By JAMES THORNER, Times Staff WriterSwiftmud's questions, many on wetlands, fill 19 pages for Cypress Creek Town Center's developer.
LAND O'LAKES - To start construction next summer on a huge shopping mall in Pasco County, the Richard E. Jacobs Group must convince regulators that more than 100 stores, 4,000 jobs and $10-million in taxes are worth filling in 56 acres of wetlands.
The first indication of how large of a task that will be popped from the mall developer's fax machine last month.
Responding to the Jacobs Group's application for a permit to build Cypress Creek Town Center, the Southwest Florida Water Management District produced 132 questions and comments covering 19 pages.
Most delve technically into wetlands, flooding, drainage and water quality. Wetlands near the mall feed two tributaries of the Hillsborough River: Cypress and Trout creeks.
Cypress Creek merits special protection as an Outstanding Florida Water. State law mandates that water pollution be no higher after construction than before.
"It's the responsibility of the applicant to give us reasonable assurances," said Michael Molligan, spokesman for the water district known as Swiftmud. "The larger the project, the more back and forth you'll have."
Neither Molligan nor mall developers considered the list a backbreaker, but Jacobs' engineering team is working hard to get answers by the Nov. 12 deadline.
Jacobs suggested buying and preserving 300 acres near Zephyrhills in compensation for the wetlands destruction.
"We're not afraid of a full review," said Tom Schmitz, the Jacobs vice president leading the design and construction team. "We won't take any shortcuts."
Cypress Creek Town Center is scheduled to open in October 2007 as a Main Street-style open-air mall with sidewalks, awninged storefronts, fountains and traffic circles.
At 1.3-million square feet, the $200-million mall would be among the region's largest shopping centers, with more than 100 tenants anchored by two major department stores and a multiscreen theater.
Environmental activists, including the Sierra Club and the Florida Public Interest Research Group, are lobbying government agencies overseeing the mall permits.
Jacobs also needs a green light from the U.S. Army Corps of Engineers, and Schmitz said that application is progressing at about the same speed as Swiftmud's.
Among the environmentalists' top concerns is Cypress Creek, which forms the southern boundary of the 500-acre site southwest of Interstate 75 and State Road 56. By merging with the Hillsborough River, the creek supplies much of Tampa's drinking water.

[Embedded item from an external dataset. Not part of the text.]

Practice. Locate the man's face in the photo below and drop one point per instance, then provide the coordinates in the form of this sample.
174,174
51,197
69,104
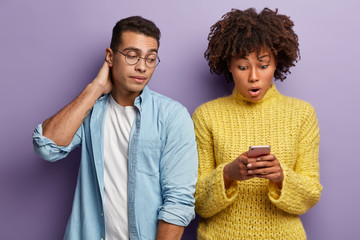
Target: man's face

Schmitz insisted the mall site, poised at the first highway interchange north of Tampa, remains prime commercial. Aside from the mall, the project calls for an additional 600,000 square feet of stores, hotels, offices and apartments.
Jacobs has built permitting delays into its schedule, Schmitz said. To make its summer 2006 groundbreaking, developers need Swiftmud and Army Corps approval by late spring.
"We feel like the questions asked are very standard, very ordinary and very typical for this type of process," Schmitz said.
As for tenants, Jacobs has announced that AMC Theatres would build an 18-screen cinema. Further major tenant announcements are "very close," Schmitz said.
Two contenders are department store Macy's and bookseller Barnes & Noble.